In her book Tribal: College Football and the Secret Life of America Roberts addresses the social problems that go largely unspoken in discussions of the sport, as well as the issues that any thinking fan should wrestle with. In a small upstairs classroom on a Friday afternoon, Roberts addressed the student staff of the Trillium, Piedmont’s fine arts and literature journal.
“One of the jobs of the nonfiction writer is to take the familiar and make it strange,” Roberts said. “What I was trying to do writing about football was to look at it as if I’d never seen it before, while simultaneously being in the middle of it.”
What she saw was the fierce tribalism of the teams, reinforcement of outdated gender stereotypes, denial of massive health risks, and the exploitation of young unpaid players, mostly young men of color, to build fortunes for old rich white men.

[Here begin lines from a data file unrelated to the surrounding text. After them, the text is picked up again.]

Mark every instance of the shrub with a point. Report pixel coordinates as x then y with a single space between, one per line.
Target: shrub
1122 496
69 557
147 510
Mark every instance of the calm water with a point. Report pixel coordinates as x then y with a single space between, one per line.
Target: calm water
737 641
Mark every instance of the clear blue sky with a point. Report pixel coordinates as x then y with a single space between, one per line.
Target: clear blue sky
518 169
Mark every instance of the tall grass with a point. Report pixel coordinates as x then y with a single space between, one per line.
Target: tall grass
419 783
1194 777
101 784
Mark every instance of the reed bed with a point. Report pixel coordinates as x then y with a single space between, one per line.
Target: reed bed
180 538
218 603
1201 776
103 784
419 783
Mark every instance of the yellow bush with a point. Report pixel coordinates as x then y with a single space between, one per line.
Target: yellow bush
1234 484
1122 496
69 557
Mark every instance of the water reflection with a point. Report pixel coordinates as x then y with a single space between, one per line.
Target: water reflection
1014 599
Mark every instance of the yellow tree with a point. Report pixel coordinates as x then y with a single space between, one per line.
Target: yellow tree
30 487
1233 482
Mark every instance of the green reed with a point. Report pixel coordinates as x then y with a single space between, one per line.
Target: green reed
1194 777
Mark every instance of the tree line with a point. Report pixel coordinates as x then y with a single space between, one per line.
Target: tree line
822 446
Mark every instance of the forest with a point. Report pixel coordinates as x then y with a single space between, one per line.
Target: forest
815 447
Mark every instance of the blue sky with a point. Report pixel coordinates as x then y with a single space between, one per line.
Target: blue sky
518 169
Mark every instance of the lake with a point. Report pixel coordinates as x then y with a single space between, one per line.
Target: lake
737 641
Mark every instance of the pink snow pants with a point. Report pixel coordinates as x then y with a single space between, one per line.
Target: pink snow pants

“’My boy can beat your boy,’ we still almost say that!” Roberts said. “The number of college players making it to the pros is less than two percent. We are exploiting them.”
And yet Roberts, who taught at the University of Alabama and now teaches at Florida State University, said it was important to her that she teach in a place that had high-quality college football.
“I am implicated,” Roberts said. “I have to think about that. How destructive is my love of this thing that is problematic, to me, to society, and to the people who participate?”
Roberts said as a writer, she struggles with the problems, but she doesn’t try to solve them.
“Paradox is your friend,” she said. “You are going to get something out of the contradictions you see. Don’t run off from them, don’t even try to resolve them. Just write about it.”
Trillium adviser Timothy O’Keefe voiced his unease with Roberts’ philosophy of living with such unresolved paradox. If she doesn’t reconcile the tension between her beliefs and her actions, how can her readers be expected to do so?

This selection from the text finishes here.